As of now, there are two different kinds of home loans available: fixed interest rate loans and floating interest rate home loans. While both types of interest rates of home loans have their own pros and cons; it is always better if people subscribe to a floating rate loan. Though there’s always a risk associated; it’s only a matter of time and the benefits are undoubtedly higher.
What is a Fixed Interest Rate?
The fixed interest rate is the simple interest rate formula you learned in your school. The interest rate, the time component and the principal component remain the same; and the interest payable for the entire tenor is calculated in one go.
What is the Floating Interest Rate?
The floating interest rate is connected with the market and goes up and down as per market dynamics. For instance, if a home loan availed as per floating interest rate is at 11% and the market conditions improve; the interest rate of loans would go down and the benefits will be passed on immediately. So, taking a home loan at a floating interest rate is a risk but it’s well worth it.

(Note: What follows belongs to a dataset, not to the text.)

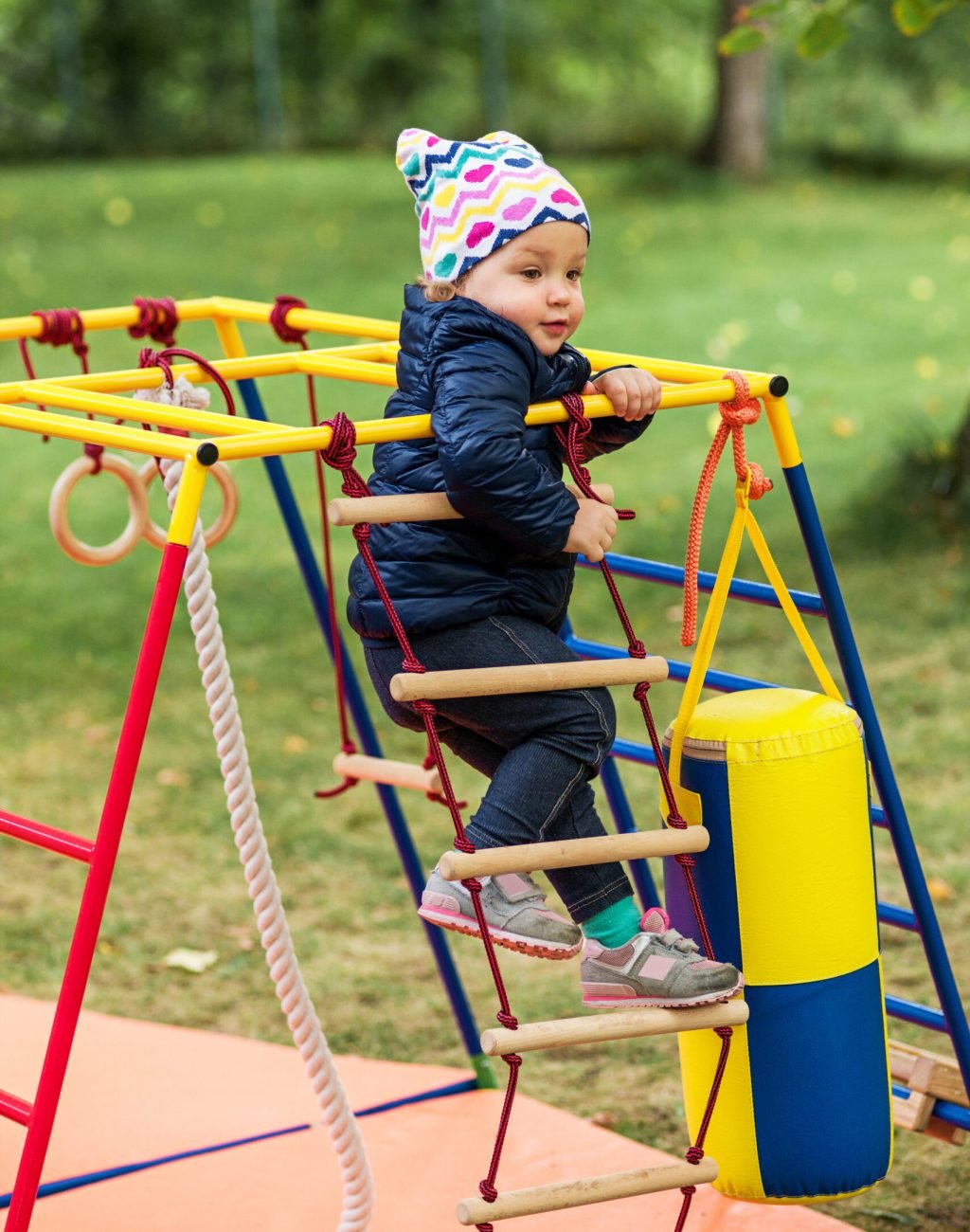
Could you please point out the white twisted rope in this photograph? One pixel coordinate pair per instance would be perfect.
(250, 839)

- Initially, the interest rate difference between floating interest rate home loans and fixed interest rate loans is not very high.
- There’s always a chance of the interest rates going well below the present rates. Thus, there’s always a chance of receiving higher benefits.
Bottom Line: Whenever you apply for a home loan, you’ll always be given an option between fixed and floating interest rate loans. It is your duty to inform you about your expectations to the lender in advance.